É motivo justificado para incredulidade inicial imaginar que uma reivindicação de estudantes, escudados embora na militância de partidos políticos menores e em grupos de ação política não orgânica que acreditam na desobediência civil (seria ingenuidade ignorar esse dado importante), dirigida inicialmente contra o aumento do custo no transporte urbano, tenha destampado a caixa de Pandora e exposto todos os vícios da República. Como e por que um protesto inicial contra o valor elevado das passagens dos ônibus urbanos ganhou corações e mentes? Como e por que agora um movimento de massa importante pôde ser organizado com base no atomismo, sem lideranças carismáticas e sem a intermediação das elites?  Como e por que os males dos governos e das instituições receberam a maldição daquela desobediente Pandora que, ousando em sua curiosidade sobre os segredos do mundo dos deuses, descumpriu a recomendação recebida e, segundo conta Hesíodo, abriu o jarro que os continha? A resposta, tal como na mitologia, está na constatação primeira do surgimento de uma recusa. No caso localizado dos transportes urbanos, recusa de que a conta fosse repassada à população por uma lógica de transferência, decorrente do funcionamento do Estado clientelista, corporativo, muito seguidamente corrupto e leniente com crimes e mau atendimento nos serviços públicos. E, sobretudo, pouco reformador, apesar da retórica insistente propagando o contrário. A recusa teve, portanto, tal como a atitude de Pandora em ceder à curiosidade de conhecer o segredo dos deuses, o efeito de desencadear o questionamento radical centrado nesta indagação: o Estado tem necessariamente de funcionar assim? A negativa obstinada em mais uma vez “pagar a conta”, embora se trate de um valor pequeno dentre tantos preços públicos, e o desejo intenso de substituir-se à recomendação dos que têm o poder (simbolicamente, os deuses), para que tudo continue como está, indicam que não. Daí ter surgido nas manifestações uma longa e criativa série de cartazes “não é pelos 20 centavos, mas por...”

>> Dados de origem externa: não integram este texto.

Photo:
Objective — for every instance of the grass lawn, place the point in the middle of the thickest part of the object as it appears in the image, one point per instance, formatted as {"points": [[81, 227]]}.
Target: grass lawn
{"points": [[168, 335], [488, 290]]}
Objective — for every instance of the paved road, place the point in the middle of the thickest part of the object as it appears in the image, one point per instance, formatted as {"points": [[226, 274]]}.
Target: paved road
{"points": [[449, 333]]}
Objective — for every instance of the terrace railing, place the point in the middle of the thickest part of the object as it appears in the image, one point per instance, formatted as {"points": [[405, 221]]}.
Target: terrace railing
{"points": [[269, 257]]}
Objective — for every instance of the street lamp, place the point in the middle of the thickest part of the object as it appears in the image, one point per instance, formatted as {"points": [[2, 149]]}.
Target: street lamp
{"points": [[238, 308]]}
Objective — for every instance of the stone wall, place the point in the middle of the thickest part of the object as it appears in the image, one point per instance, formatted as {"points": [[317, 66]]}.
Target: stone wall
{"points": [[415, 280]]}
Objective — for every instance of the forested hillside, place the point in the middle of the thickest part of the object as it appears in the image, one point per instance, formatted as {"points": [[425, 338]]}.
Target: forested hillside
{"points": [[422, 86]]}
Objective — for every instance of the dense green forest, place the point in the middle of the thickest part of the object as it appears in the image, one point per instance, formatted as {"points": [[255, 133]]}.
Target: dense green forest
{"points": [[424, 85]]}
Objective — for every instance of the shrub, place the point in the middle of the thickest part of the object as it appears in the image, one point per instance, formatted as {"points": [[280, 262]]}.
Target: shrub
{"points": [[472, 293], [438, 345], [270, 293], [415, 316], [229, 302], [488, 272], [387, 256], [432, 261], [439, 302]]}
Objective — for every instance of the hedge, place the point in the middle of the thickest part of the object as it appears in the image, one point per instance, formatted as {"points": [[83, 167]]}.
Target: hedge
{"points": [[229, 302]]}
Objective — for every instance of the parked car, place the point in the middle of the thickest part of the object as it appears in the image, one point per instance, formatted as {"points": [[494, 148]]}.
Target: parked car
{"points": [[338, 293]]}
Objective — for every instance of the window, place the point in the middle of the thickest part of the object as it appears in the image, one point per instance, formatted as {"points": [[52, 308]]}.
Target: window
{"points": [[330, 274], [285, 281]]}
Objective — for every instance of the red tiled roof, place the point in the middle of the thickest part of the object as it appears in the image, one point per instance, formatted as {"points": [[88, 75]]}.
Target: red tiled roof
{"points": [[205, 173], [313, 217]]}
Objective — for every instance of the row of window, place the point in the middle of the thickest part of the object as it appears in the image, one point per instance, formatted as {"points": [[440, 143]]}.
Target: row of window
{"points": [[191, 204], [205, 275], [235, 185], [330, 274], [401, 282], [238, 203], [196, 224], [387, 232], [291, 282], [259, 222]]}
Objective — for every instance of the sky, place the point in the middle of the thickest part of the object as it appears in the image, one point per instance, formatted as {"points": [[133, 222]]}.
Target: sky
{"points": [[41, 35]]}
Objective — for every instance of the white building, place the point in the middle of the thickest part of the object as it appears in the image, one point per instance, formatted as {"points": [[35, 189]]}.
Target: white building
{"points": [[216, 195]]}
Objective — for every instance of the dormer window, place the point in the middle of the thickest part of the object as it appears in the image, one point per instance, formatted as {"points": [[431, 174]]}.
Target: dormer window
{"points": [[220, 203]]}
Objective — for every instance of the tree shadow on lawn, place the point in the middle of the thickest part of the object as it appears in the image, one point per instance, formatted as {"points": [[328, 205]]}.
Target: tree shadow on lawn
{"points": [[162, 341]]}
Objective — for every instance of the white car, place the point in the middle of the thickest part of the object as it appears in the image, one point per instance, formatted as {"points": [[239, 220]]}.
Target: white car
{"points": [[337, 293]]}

De todo modo, a lição que vem com simplicidade dos séculos, propagada desde Confúcio, é esta: “a experiência é como uma lanterna dependurada nas costas que apenas ilumina o caminho já percorrido”. Ou seja: ilumina para trás. Há presentemente tantas coisas novas como aquelas que, na segunda revolução industrial, motivaram o pronunciamento do Papa Leão XIII na sua encíclica “Rerum Novarum”. Há tecnologias novas, vontades novas, recusas novas, condições sociais novas, novas descrições do que seja digno e indigno à luz de um conhecimento imediato e universalizado dos fatos, e essas realidades não podem ser iluminadas pela luz da experiência. Eis a primeira razão para a perplexidade. A segunda diz respeito à linguagem. As reivindicações não podem ser desprezadas porque resultam de vozes a esmo, ou porque não foram “pautadas” por algum editor, como os jornalistas gostariam que acontecesse, por cacoete da sua profissão. Não há uma clara relação de causa e efeito, nem todas as consequências dos pleitos foram dimensionadas em sua repercussão econômica. Também não parece inteligível porque nos centros históricos das cidades prédios tombados viraram alvos inertes da fúria predatória, nem que veículos destinados ao transporte público – tal qual acontece em ações episódicas do crime organizado – tenham sido queimados.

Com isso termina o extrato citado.